06. La pêche professionnelle au Léman (3/5)


3. En 1888, un pêcheur de Meillerie, Marie Lugrin dit Blonay, a l'idée de superposer des étoles et de les tendre verticalement au large. Ce filet pouvant atteindre 160 mètres de longueur et 25 mètres de hauteur obtient des résultats remarquables. Posé le soir, relevé tôt le matin, il supprime la contrainte de pêcher la nuit. Comme le pic est un filet flottant, non ancré sur le fond, il peut être entraîné par les courants et se retrouver dans les eaux suisses, où il sera à l'origine de nombreux litiges, parfois très graves, entre pêcheurs savoyards et gardes suisses.
Cette fin du XIX siècle bouillonne d'idées nouvelles dont les journaux se font largement l'écho. Ceux-ci, par leur humour acerbe et parfois par leur méchanceté, soutiennent les pêcheurs dans leurs luttes pour un règlement plus juste, des conditions de vie plus humaines. Le 15 mars 1895, le journal suisse Grütli donne le ton. Il engage tous les travailleurs à signer une pétition pour témoigner ainsi leurs sentiments de solidarité avec les pêcheurs, dont la position est des plus critiques. Les arrêtés, décrets, messages, conventions sont tellement nombreuses et compliquées qu'il est presque impossible à un père de famille, malgré les travaux les plus durs et souvent au péril de sa vie, de gagner de quoi nouer les deux bouts. […]
Ce journal poursuit : Les pêcheurs ont donc raison de relever la tête et de réclamer la révision de ces lois.
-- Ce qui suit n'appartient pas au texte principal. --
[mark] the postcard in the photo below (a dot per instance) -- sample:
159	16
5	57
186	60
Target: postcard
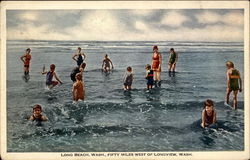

S'ils n'obtiennent pas la victoire immédiatement, qu'ils ne se découragent pas, qu'ils s'unissent toujours plus fortement et qu'ils continuent calmement, mais fermement à présenter leurs revendications en se souvenant de la devise « Pour être forts, soyons unis». Que les pêcheurs s'organisent en syndicat et avec un peu de persévérance et d'énergie, ils verront peu à peu triompher leurs justes revendications. Un syndicat des pêcheurs vaudois sera créé peu de temps après.
Sur la côte savoyarde, le syndicat des ouvrier bateliers est né le 19 novembre 1893 et, le 19 janvier 1894, celui des ouvriers carriers de Meillerie, Thollon et Saint-Gingolph. Ces statuts prévoient entre autres choses que tout membre du syndicat qui chargera une barque non syndiquée ou chargera une barque le dimanche sera passible d'une amende de 5 F.